Video Library | Tuition Sections

Community:

Join | Log In | Help | Useful Links

×

Golf In Scotland In The Black And White Era Book Review

By: | Tue 16 Aug 2022


Golf In Scotland In The Black & White Era by Steve Finan is an amazing book in many ways.

It is the ultimate coffee table book for the golf fan interested in history and the heritage and traditions of the game. To steal a line from Colin Montgomerie who writes the foreword. “This book provides a wonderful, visual reference of what golf was like in “the good old days."

Steve Finan, the author, describes it himself as a ”photo-led nostalgia book."

These images hail back to an era of the professional photographer who chronicled important events of the day, using a 35 mm camera with a handful of rolls of film. No digital imagery here. Simply the photographer's art illustrated in an impeccably professional fashion.

Steve was allowed access to an archive held by DC Thomson and became the first person to view the images for decades. These were the images that didn’t make the newspapers and therefore become accessible via the British Newspaper Archives. These are literally images that have not seen the light of day for up to 60 years.

A picture tells a thousand words and some of the images tell incredible stories of the fashions and styles of that era through a golfing context.

I have read this book with a simple pleasure. Having had a wonderful week recently at the 150th Open Championship, I was particularly interested in the chapter detailing images from past events at the home of golf.

Golf in Scotland

Some of the photographs are pre-1950s era including many pictures of Bobby Jones and his impact on world golf. Many images developed from the gelatin dry plate negatives of that time.

This is a book that chronicles the history of Scottish and global golf through pictures. It features St Andrews as a golfing star in her own right, a golf town with its own unique history.

I loved the feature on heroines of the women’s game with some extraordinary images of the day capturing a moment in time for posterity.

I am fascinated by Babe Zaharias. Some of the images of her in a golfing context are simply wonderful. Born Mildred Didrikson in Texas in 1911, she was a sporting enigma. An All-American basketball star who excelled at baseball, roller skating, tennis, ice hockey, diving, boxing and ten pin bowling. She also made all her own clothes and found time to record hit musical records for Mercury Music.

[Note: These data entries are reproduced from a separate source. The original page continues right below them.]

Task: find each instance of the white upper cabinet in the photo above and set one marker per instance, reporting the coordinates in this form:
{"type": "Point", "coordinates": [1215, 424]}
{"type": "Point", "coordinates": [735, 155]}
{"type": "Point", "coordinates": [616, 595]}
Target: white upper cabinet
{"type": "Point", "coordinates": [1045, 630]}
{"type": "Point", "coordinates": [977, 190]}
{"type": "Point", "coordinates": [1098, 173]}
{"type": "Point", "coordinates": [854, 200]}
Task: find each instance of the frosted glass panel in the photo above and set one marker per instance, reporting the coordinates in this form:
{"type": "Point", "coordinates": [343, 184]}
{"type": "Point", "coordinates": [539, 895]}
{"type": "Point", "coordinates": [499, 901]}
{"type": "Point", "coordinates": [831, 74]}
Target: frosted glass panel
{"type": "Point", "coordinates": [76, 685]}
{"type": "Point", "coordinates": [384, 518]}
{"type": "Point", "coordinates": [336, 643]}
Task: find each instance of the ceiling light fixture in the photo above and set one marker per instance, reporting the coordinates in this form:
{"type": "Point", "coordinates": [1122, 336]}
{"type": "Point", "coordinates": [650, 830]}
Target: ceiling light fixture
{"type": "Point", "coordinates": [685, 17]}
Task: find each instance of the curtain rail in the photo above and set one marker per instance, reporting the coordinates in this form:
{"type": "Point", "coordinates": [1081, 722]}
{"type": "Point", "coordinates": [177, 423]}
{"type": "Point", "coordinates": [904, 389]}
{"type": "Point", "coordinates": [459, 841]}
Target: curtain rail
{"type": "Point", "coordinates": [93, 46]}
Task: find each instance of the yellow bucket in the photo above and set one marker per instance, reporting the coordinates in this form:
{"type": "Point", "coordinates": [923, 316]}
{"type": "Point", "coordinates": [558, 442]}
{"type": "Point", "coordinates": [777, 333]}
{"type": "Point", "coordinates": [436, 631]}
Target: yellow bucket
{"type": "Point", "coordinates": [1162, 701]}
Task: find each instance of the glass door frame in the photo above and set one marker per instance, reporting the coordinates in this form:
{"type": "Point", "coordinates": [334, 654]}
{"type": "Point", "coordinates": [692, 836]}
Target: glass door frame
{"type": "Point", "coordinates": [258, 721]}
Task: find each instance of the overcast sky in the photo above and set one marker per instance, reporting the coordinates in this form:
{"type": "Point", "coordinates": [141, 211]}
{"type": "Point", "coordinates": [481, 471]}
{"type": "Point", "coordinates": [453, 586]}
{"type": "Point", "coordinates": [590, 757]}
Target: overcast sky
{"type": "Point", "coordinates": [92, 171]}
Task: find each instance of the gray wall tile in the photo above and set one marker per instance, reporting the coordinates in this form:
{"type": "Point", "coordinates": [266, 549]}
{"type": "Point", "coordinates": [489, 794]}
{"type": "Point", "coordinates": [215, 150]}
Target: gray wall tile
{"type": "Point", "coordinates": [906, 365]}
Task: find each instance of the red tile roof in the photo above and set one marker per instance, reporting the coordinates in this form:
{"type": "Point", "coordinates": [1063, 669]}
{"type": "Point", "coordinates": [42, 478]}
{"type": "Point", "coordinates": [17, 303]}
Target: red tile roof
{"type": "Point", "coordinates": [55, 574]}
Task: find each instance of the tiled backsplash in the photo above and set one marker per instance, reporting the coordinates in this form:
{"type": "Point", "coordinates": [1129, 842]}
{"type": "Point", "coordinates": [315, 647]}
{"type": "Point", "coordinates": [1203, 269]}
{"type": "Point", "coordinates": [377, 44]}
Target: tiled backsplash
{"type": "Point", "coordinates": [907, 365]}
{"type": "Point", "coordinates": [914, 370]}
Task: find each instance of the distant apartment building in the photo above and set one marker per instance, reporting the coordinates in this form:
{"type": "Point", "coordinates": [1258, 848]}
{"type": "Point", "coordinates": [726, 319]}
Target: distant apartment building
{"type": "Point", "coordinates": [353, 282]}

During the US Amateur Athletics Union Olympic try outs in 1932 she competed in eight events. Winning six in three hours. She set three new world records that day in javelin, baseball throw and high jump. How is that for sporting talent?

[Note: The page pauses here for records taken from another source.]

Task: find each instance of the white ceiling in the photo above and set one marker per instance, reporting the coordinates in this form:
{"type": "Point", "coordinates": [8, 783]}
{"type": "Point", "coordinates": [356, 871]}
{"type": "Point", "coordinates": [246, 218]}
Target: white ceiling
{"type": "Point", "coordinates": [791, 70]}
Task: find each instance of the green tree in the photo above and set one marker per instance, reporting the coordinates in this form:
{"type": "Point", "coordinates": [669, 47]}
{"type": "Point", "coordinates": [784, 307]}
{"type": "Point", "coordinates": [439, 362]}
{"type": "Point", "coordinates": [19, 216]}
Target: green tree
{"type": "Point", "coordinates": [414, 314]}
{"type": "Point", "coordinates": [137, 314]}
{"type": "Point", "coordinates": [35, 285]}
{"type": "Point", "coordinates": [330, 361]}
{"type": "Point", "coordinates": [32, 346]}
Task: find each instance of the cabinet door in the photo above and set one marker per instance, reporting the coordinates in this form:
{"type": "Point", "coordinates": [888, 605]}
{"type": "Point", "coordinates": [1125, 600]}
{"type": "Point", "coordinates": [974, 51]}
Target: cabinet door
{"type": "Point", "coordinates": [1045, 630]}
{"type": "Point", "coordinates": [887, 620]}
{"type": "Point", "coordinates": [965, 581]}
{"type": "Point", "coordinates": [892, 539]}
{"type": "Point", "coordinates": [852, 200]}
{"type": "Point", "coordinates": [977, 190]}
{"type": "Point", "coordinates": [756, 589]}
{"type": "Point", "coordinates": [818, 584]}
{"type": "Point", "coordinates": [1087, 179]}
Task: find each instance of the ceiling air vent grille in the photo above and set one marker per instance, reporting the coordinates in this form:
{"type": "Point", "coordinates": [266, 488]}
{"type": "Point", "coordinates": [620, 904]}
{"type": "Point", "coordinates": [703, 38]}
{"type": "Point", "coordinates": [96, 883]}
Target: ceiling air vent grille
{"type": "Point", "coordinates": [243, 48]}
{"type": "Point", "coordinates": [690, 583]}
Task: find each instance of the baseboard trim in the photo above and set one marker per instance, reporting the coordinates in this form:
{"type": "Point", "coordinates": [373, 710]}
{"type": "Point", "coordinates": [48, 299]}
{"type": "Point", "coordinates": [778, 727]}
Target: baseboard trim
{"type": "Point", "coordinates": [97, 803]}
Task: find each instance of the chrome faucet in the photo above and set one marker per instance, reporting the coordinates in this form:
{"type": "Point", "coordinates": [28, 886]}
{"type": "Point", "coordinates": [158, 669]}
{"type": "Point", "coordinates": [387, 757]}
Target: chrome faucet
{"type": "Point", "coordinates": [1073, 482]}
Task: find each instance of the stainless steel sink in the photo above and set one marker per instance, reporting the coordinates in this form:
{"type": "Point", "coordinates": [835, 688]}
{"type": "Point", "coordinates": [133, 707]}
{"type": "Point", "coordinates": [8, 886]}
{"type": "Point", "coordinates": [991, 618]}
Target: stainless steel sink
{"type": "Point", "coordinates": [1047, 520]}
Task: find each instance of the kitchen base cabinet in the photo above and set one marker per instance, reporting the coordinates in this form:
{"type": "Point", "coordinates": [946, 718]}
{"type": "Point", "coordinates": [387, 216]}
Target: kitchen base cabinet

The 150th Open Championship at St Andrews was a very special event for a host of reasons. Having had a period away from the game through injury, I have been able to monitor with interest the number of books being published with a Scottish golfing theme especially those that are written from a historical interest.

Personal Resonance

Throughout the last two years, I have been heavily involved with a group of passionate, some say obsessed golfers, trying to save Allestree Park Golf Course in Derby from destruction by its local authority owners. A lost and rediscovered Harry Colt original design of historical significance from 1929.

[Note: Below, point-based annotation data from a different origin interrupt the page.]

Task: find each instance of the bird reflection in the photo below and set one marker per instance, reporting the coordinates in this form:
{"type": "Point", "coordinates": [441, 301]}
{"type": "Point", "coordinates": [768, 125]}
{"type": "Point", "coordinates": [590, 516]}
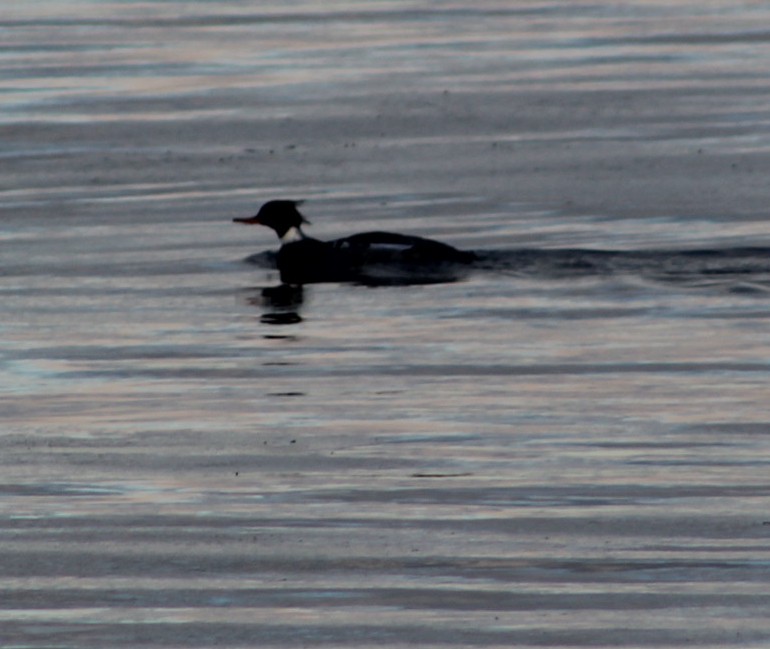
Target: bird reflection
{"type": "Point", "coordinates": [280, 303]}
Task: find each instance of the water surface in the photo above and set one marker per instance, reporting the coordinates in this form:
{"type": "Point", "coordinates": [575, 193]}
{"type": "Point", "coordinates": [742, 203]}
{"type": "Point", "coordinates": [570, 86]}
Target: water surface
{"type": "Point", "coordinates": [569, 447]}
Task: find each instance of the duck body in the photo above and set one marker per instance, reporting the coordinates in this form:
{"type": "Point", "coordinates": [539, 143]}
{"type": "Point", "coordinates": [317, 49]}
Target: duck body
{"type": "Point", "coordinates": [367, 258]}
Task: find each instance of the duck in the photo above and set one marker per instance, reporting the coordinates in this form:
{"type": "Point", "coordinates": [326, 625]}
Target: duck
{"type": "Point", "coordinates": [366, 258]}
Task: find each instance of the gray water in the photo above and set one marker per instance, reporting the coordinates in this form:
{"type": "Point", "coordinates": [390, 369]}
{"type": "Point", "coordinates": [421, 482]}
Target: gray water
{"type": "Point", "coordinates": [568, 447]}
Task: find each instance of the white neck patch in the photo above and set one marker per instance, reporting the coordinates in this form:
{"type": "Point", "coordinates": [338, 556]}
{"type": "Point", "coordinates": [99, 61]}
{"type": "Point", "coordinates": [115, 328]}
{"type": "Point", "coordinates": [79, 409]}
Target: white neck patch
{"type": "Point", "coordinates": [292, 234]}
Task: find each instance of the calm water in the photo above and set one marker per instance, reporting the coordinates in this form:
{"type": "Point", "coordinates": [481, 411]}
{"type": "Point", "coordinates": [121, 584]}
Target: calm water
{"type": "Point", "coordinates": [570, 447]}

My historical researches have led to submissions to Historic England for the course to be granted a registration as the first UK golf course to achieve such a historic declaration.

All of my research findings have been submitted to a team of experts at Historic England in the form of a 28,000-word dissertation. My paper has been fully validated to a high academic standard by the team and was recommended for approval of a grade 2 listing on 28th April 2021.

We have established a 30-year period that was unknown to its local authority owners. A crucial period when the golf course was seen as one of the most important new ventures in the UK.

I have been able to establish that a number of golfing luminaries were involved in the club, especially the fact that Johnny Fallon was its first junior member. He came to the club through the first professional, Tom Barber, with his younger brother, Jocky. They were employed as caddies. Both left their Lanarkshire home to join Barber and develop careers in golf. Jocky, unfortunately died as a teenager after a period of illness at a Derby hospital.

Page 17 of the book was an iconic image of the final putt by Peter Thomson to win the 1955 Open in front of The R&A. Peter beat Johnny Fallon by two strokes to become the Champion Golfer at St Andrews.

Imagine my excitement turning to page 113 to find a full page devoted to the story of Johnny Fallon.

John Fallon

Born in 1913, his golfing career was interrupted by the Second World War. He tied third in the 1939 Open and was runner-up in 1955. Johnny played in the 1955 Ryder Cup partnering with John Jacobs and then went on to be the non-playing Captain in 1963 when GB&I took on and lost to a USA team led by Arnold Palmer.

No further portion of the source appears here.